After serving in high-leverage professional roles, including being one of the youngest Communications Directors in the US House of Representatives, Adrien pivoted her career focus to helping clients capture their strength in all areas of life. An accomplished speaker, entrepreneur, corporate wellness educator, menopause expert, and wellness coach, Adrien has proven success in designing and implementing innovative wellness programs. 

With a Master’s in Public Policy from Georgetown University, Adrien sharpened her professional skills by working with individuals from all walks of life. This unique background allows her to tailor her services for each and every client, with optimization and long-lasting success as the goal. Her effectiveness is rooted in a solid foundation of growth-oriented principles, a proven history of helping clients transform their lives, and a deep level of relatability gained from her personal wellness journey.

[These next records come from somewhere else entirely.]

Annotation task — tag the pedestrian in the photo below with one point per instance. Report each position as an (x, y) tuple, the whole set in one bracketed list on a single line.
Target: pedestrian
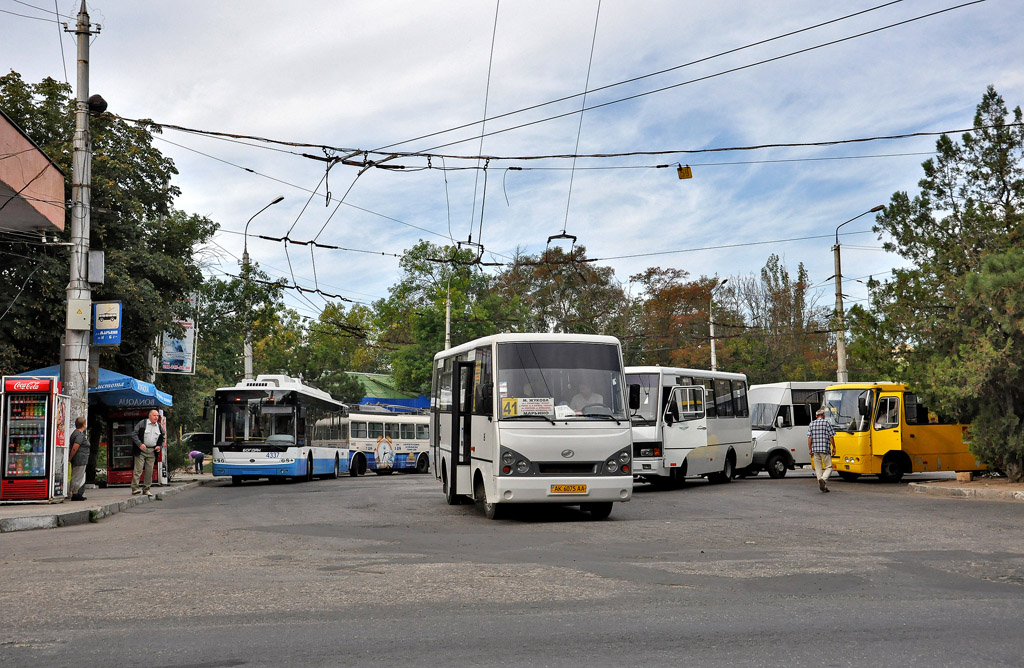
[(197, 458), (147, 439), (79, 459), (821, 444)]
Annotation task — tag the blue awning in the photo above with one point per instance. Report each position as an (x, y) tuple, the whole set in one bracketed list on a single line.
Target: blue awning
[(118, 389)]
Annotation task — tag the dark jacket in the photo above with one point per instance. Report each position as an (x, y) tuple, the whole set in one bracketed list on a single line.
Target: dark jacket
[(138, 433)]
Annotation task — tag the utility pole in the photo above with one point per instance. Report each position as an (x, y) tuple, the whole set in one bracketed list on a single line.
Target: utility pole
[(76, 366), (711, 319), (842, 375)]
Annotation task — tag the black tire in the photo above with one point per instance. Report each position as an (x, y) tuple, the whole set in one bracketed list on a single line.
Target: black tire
[(892, 469), (725, 475), (489, 510), (599, 510), (776, 466)]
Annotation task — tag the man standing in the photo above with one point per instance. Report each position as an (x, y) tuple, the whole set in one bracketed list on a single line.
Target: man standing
[(147, 437), (79, 459), (821, 444)]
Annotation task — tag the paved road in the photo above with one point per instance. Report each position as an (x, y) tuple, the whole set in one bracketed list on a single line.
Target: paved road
[(379, 572)]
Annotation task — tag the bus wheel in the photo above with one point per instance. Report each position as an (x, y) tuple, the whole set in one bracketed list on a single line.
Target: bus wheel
[(597, 510), (491, 510), (892, 469), (776, 466)]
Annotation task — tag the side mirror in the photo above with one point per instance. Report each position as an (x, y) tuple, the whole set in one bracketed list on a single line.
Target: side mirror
[(634, 397)]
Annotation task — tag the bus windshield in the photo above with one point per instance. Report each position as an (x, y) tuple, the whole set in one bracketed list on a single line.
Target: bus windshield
[(848, 410), (649, 387), (560, 380), (255, 422)]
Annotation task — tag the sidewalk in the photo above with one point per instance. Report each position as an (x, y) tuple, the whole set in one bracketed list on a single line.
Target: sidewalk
[(987, 488), (99, 503)]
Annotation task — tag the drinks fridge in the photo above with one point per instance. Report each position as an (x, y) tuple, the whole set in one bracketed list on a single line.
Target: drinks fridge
[(120, 460), (36, 427)]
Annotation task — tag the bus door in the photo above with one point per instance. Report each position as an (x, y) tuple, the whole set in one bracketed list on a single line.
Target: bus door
[(462, 415), (886, 425), (684, 424)]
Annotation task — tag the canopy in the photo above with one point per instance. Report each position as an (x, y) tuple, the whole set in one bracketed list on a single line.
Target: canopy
[(118, 389)]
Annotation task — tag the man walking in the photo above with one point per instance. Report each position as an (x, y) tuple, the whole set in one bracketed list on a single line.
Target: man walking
[(79, 459), (147, 437), (821, 444)]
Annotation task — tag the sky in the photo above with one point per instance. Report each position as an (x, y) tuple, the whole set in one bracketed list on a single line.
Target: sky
[(367, 74)]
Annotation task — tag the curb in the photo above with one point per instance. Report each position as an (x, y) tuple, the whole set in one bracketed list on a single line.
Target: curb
[(93, 514), (967, 493)]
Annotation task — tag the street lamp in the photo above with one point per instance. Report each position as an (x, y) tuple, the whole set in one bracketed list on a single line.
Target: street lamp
[(841, 372), (711, 319), (245, 287)]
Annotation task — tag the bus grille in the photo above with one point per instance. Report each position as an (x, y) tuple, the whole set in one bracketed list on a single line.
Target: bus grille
[(559, 468)]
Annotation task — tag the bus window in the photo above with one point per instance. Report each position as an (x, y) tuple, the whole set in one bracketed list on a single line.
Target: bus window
[(723, 398), (887, 416)]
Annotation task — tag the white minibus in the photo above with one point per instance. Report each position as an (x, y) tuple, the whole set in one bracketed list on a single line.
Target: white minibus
[(532, 418)]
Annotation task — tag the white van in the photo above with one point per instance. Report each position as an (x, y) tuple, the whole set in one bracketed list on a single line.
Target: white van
[(690, 422), (779, 416)]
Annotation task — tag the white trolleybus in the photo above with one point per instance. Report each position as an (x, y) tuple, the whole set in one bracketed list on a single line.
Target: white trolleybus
[(274, 426), (385, 442), (690, 423), (532, 418)]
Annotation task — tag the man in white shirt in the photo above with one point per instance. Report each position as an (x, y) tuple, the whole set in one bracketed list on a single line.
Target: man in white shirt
[(147, 436)]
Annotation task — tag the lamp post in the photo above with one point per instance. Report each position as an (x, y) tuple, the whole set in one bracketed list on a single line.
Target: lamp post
[(245, 287), (711, 319), (841, 372)]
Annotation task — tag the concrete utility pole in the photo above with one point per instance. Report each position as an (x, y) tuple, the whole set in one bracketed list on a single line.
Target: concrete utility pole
[(711, 319), (76, 366), (841, 373)]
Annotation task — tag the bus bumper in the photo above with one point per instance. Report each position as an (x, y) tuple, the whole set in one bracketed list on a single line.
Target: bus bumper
[(530, 490), (260, 469)]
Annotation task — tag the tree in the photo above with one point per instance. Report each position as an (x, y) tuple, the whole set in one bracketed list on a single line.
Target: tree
[(951, 324)]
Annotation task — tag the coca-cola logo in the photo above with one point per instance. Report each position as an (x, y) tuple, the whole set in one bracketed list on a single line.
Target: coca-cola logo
[(27, 385)]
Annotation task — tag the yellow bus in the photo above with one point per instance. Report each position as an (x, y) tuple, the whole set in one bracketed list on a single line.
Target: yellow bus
[(882, 429)]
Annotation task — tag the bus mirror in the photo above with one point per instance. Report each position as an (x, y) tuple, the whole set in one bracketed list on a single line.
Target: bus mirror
[(634, 397)]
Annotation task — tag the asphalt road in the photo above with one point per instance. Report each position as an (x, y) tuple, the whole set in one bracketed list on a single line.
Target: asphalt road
[(380, 572)]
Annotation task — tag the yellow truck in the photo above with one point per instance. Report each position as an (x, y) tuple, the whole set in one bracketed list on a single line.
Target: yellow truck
[(882, 429)]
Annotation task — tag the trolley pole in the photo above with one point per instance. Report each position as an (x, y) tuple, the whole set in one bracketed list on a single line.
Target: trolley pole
[(76, 367)]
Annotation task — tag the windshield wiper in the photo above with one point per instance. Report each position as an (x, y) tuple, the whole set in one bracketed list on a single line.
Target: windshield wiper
[(528, 417)]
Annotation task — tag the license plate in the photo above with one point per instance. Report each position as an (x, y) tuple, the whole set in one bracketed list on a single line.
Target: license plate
[(568, 489)]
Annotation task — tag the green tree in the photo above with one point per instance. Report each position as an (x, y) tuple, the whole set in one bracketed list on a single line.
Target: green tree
[(950, 324)]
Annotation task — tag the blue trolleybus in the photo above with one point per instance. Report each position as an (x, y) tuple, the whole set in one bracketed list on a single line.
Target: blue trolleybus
[(272, 426)]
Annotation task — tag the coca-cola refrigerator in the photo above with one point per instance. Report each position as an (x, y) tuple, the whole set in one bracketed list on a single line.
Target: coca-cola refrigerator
[(36, 425), (120, 457)]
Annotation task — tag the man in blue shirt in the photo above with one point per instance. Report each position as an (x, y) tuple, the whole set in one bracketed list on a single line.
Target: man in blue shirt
[(821, 444)]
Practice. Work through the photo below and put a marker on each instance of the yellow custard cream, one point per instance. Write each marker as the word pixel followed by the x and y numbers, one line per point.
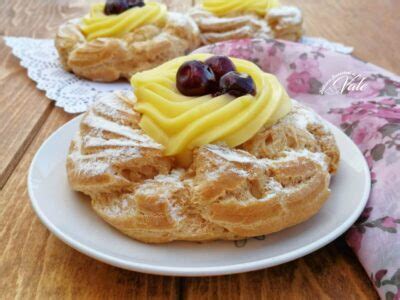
pixel 182 123
pixel 223 7
pixel 97 24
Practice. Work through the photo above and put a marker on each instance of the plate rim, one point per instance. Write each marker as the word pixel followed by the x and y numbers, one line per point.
pixel 196 271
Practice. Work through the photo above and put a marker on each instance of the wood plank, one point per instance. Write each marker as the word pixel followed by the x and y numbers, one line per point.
pixel 34 263
pixel 330 273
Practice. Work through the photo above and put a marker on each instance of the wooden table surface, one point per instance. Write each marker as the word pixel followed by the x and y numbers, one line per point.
pixel 35 264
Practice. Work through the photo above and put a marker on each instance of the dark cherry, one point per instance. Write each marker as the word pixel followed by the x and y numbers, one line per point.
pixel 194 78
pixel 237 84
pixel 220 65
pixel 115 7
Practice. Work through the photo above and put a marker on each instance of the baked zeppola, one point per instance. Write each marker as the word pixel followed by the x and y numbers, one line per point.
pixel 206 148
pixel 221 20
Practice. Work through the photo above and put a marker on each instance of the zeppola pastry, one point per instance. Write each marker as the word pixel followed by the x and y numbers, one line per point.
pixel 122 37
pixel 207 148
pixel 221 20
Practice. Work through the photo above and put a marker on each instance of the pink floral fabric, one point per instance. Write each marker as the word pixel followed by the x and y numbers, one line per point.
pixel 370 116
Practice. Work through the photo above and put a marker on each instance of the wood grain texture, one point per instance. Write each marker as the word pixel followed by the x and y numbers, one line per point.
pixel 330 273
pixel 35 264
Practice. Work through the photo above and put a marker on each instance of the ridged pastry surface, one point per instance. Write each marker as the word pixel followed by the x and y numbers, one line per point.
pixel 282 22
pixel 275 180
pixel 107 59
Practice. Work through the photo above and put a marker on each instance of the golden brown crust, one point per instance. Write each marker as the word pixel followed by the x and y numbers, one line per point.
pixel 108 59
pixel 277 179
pixel 283 22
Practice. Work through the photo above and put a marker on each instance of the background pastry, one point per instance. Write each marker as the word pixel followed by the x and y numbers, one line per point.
pixel 221 20
pixel 276 178
pixel 106 47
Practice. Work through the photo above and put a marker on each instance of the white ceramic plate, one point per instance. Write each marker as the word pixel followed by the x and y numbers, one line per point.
pixel 69 216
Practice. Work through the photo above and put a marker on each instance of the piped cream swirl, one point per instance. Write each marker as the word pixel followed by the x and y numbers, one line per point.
pixel 182 123
pixel 97 24
pixel 223 7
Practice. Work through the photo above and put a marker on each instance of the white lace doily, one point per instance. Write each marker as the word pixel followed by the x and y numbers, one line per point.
pixel 73 94
pixel 40 58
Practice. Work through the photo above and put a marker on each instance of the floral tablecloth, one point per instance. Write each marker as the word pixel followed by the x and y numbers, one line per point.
pixel 364 100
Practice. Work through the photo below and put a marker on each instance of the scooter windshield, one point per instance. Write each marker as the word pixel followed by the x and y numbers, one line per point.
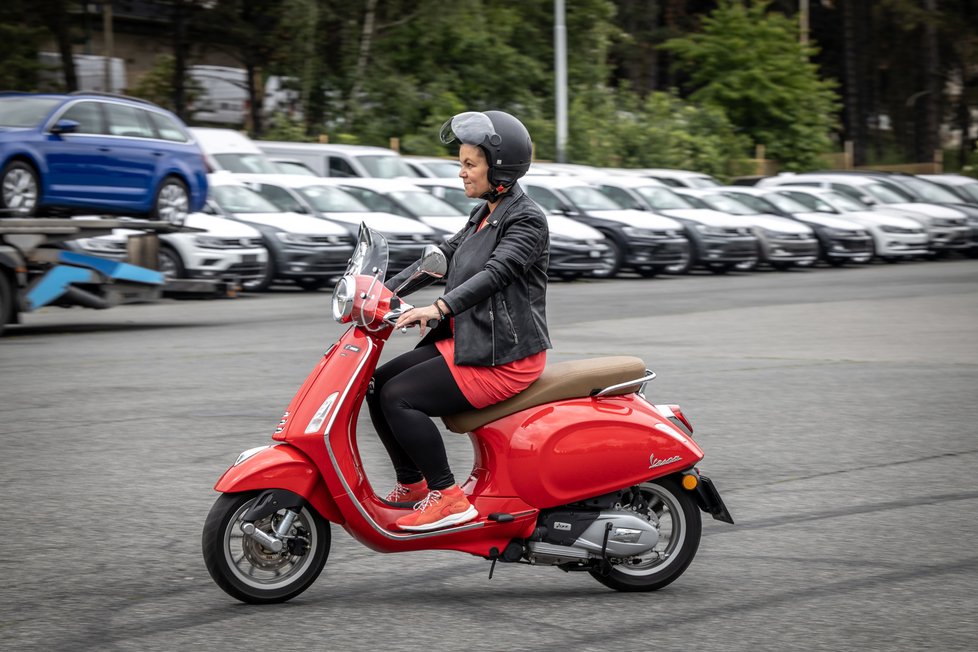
pixel 367 270
pixel 370 255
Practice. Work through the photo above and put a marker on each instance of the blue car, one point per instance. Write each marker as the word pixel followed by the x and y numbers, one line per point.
pixel 96 153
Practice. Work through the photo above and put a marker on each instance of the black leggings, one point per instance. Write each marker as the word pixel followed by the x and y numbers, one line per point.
pixel 407 391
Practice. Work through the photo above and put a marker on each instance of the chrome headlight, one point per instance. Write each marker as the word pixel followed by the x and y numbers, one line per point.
pixel 343 295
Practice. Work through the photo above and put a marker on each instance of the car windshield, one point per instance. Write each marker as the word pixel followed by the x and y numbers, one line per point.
pixel 447 169
pixel 930 192
pixel 970 189
pixel 291 167
pixel 20 112
pixel 662 198
pixel 759 204
pixel 844 202
pixel 246 163
pixel 460 200
pixel 727 205
pixel 386 166
pixel 329 199
pixel 886 194
pixel 238 199
pixel 588 198
pixel 426 204
pixel 701 182
pixel 798 203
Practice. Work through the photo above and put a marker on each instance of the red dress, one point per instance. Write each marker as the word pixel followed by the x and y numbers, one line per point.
pixel 485 386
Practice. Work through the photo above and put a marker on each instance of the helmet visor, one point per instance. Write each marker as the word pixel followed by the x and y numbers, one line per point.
pixel 470 128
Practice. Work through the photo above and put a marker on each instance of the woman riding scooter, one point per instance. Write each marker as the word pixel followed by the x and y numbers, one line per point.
pixel 491 336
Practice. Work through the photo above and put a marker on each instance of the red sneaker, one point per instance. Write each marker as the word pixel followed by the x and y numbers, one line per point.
pixel 439 509
pixel 407 495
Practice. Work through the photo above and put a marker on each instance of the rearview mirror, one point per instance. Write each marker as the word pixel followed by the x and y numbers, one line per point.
pixel 433 262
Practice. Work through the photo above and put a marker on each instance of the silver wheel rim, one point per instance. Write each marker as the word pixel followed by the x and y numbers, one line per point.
pixel 666 514
pixel 173 203
pixel 20 190
pixel 253 565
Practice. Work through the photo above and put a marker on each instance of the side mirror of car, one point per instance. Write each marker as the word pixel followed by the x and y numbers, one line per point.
pixel 65 127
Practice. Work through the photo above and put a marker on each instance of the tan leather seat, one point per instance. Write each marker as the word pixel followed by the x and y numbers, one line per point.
pixel 561 380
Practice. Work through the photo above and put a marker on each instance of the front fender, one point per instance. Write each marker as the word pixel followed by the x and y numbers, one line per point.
pixel 282 467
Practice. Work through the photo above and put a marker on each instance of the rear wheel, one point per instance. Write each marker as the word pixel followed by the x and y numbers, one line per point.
pixel 674 513
pixel 248 571
pixel 20 190
pixel 171 265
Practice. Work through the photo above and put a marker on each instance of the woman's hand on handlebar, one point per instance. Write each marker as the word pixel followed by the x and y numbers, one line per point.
pixel 420 316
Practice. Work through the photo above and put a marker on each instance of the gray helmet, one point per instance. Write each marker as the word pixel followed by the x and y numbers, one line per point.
pixel 503 139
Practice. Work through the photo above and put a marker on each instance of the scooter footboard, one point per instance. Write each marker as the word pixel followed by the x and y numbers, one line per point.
pixel 281 467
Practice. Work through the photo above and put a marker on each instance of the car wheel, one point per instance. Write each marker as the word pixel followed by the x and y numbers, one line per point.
pixel 171 265
pixel 20 192
pixel 680 268
pixel 172 202
pixel 263 282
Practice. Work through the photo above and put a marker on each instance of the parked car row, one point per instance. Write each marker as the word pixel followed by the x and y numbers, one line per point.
pixel 278 211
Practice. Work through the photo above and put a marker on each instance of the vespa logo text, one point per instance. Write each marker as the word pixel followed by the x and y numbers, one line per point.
pixel 655 462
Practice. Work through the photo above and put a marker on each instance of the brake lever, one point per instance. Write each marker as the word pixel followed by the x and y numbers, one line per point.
pixel 431 324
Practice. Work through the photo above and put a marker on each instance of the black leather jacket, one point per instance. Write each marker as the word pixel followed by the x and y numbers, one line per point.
pixel 496 285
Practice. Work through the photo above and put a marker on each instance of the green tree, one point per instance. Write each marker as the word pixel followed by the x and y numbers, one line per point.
pixel 749 63
pixel 156 85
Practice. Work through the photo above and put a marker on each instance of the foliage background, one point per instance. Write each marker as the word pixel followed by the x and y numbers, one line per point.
pixel 679 83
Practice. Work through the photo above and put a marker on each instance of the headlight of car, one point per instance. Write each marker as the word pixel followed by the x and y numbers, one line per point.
pixel 102 246
pixel 210 242
pixel 343 294
pixel 711 230
pixel 296 238
pixel 634 232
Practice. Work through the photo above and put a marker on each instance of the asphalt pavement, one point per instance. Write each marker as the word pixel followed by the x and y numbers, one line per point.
pixel 837 409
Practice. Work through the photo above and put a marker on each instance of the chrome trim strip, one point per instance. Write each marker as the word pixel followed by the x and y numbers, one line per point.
pixel 346 487
pixel 649 375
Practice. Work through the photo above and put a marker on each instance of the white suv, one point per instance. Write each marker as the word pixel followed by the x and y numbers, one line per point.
pixel 218 249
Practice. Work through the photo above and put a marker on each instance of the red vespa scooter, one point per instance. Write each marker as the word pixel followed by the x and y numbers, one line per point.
pixel 579 471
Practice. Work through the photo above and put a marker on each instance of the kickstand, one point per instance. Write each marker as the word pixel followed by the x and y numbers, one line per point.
pixel 605 564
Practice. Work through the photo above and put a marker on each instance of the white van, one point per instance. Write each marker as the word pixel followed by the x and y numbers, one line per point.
pixel 227 149
pixel 342 160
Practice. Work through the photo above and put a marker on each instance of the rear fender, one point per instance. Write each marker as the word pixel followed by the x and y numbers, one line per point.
pixel 281 467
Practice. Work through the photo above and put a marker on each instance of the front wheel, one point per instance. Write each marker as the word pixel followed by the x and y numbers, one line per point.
pixel 248 571
pixel 172 201
pixel 674 512
pixel 20 192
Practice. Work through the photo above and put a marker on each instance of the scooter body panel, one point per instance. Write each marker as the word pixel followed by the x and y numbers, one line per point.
pixel 282 467
pixel 575 449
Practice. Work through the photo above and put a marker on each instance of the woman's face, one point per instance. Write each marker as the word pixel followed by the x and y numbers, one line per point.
pixel 474 172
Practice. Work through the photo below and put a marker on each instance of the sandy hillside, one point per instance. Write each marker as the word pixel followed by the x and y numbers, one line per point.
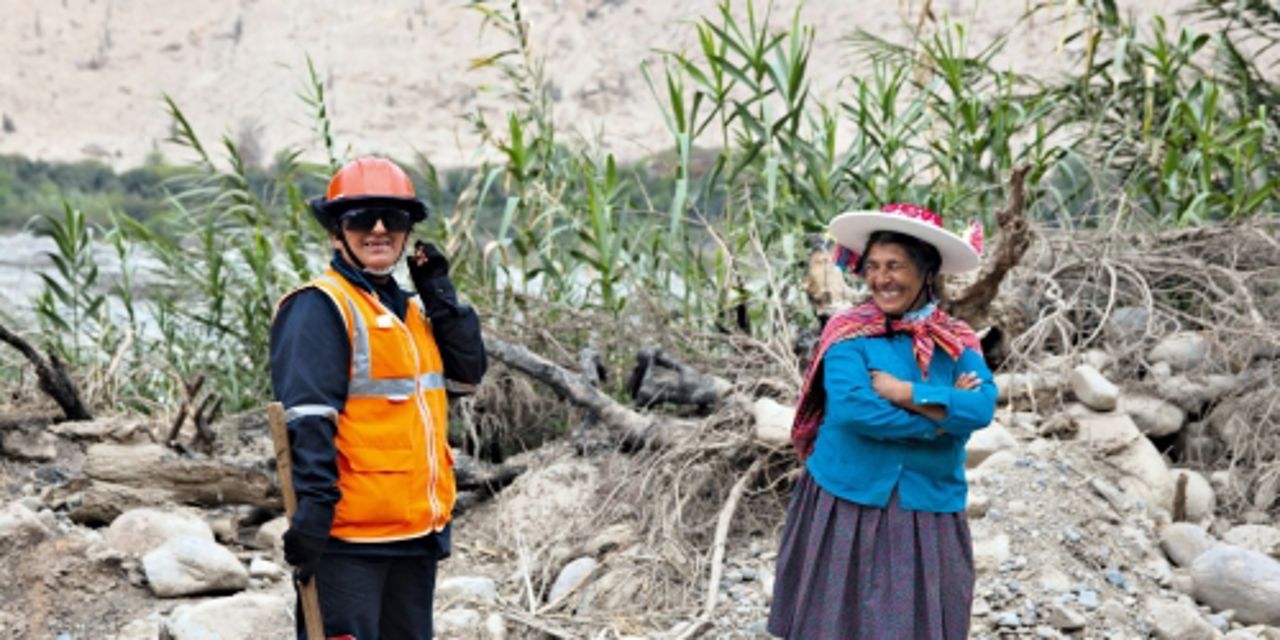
pixel 83 78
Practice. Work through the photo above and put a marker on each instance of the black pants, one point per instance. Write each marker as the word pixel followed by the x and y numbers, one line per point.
pixel 374 597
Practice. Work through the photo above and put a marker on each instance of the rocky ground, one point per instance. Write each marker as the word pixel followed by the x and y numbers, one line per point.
pixel 1082 529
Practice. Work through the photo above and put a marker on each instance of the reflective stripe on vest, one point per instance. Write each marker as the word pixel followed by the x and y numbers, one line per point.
pixel 311 410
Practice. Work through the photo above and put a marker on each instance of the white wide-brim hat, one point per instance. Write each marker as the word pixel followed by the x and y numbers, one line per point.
pixel 851 229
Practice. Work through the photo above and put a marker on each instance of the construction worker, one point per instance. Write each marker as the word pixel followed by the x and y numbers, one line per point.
pixel 364 370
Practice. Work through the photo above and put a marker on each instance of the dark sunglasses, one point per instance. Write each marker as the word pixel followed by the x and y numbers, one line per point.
pixel 365 219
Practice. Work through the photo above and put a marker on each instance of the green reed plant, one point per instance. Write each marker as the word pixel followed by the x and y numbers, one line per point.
pixel 71 306
pixel 1179 119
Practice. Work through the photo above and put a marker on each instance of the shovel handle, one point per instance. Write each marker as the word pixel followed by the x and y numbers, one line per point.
pixel 284 470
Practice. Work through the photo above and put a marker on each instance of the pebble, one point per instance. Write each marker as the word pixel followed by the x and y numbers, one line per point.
pixel 1116 579
pixel 1088 598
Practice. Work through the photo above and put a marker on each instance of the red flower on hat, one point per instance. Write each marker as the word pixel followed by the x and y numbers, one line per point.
pixel 976 237
pixel 919 213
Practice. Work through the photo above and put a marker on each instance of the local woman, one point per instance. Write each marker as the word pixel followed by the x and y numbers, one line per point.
pixel 876 542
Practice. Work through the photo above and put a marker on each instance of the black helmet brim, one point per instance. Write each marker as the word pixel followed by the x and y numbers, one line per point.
pixel 329 211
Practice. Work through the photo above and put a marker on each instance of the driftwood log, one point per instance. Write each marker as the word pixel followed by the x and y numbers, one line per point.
pixel 772 420
pixel 658 378
pixel 122 476
pixel 632 425
pixel 51 375
pixel 478 480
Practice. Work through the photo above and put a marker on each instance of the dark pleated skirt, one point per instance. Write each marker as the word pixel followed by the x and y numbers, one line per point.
pixel 848 571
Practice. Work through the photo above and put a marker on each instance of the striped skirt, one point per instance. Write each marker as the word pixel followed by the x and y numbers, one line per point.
pixel 848 571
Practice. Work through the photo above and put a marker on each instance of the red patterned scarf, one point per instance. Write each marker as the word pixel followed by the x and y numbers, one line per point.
pixel 864 321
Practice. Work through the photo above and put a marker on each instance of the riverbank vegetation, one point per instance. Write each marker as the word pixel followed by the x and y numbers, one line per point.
pixel 1153 128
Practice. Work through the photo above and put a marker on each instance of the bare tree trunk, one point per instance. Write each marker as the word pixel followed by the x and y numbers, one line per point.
pixel 51 375
pixel 1015 237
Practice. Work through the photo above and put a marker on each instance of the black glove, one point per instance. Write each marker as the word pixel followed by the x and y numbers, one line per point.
pixel 304 551
pixel 426 261
pixel 430 273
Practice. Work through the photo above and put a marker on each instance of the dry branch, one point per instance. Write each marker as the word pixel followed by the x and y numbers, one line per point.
pixel 657 430
pixel 1015 236
pixel 51 375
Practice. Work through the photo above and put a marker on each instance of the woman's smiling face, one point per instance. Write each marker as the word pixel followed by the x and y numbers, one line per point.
pixel 376 248
pixel 892 277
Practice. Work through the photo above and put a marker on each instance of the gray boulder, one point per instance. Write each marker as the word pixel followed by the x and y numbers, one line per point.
pixel 1178 621
pixel 1258 538
pixel 1153 416
pixel 188 566
pixel 19 526
pixel 571 576
pixel 138 531
pixel 1184 542
pixel 237 617
pixel 1182 351
pixel 1093 389
pixel 1232 577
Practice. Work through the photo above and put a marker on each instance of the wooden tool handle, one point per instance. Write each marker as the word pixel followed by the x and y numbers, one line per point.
pixel 284 470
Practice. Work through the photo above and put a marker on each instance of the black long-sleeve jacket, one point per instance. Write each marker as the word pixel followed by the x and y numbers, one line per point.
pixel 310 364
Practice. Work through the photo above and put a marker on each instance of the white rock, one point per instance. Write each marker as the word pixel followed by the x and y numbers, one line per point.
pixel 1093 389
pixel 238 617
pixel 1109 432
pixel 986 442
pixel 1184 542
pixel 772 420
pixel 1242 634
pixel 1192 394
pixel 1065 618
pixel 1258 538
pixel 140 630
pixel 19 526
pixel 36 446
pixel 1228 419
pixel 187 566
pixel 1248 583
pixel 571 576
pixel 270 535
pixel 457 622
pixel 1178 621
pixel 1147 470
pixel 1201 501
pixel 469 588
pixel 264 568
pixel 1127 325
pixel 1152 415
pixel 1182 351
pixel 611 538
pixel 1097 359
pixel 494 627
pixel 138 531
pixel 977 506
pixel 1054 580
pixel 990 553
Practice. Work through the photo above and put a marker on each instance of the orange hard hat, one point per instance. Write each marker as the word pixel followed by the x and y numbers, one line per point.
pixel 368 182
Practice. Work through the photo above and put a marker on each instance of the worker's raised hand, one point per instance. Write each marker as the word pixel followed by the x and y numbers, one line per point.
pixel 428 261
pixel 304 552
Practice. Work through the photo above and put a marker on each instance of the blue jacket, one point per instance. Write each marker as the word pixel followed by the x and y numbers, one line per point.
pixel 867 446
pixel 310 361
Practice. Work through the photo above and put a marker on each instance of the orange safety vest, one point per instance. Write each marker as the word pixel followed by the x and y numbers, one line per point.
pixel 394 464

Since founding her wellness enterprise, Adrien leverages her fitness and wellness background to guide people from a state of giving up to a place of proactive self-care. Her work extends beyond nutrition and exercise, emphasizing lifestyle and high-impact areas of focus visually represented in her Wellness Wheel. Incorporating strategies in stress resilience, sleep, calendar management, mindfulness, and menopause, she’s helped transform hundreds of lives.

Adrien is living her mission to support clients in shifting their mindsets and helping them leverage small habits that yield lasting results.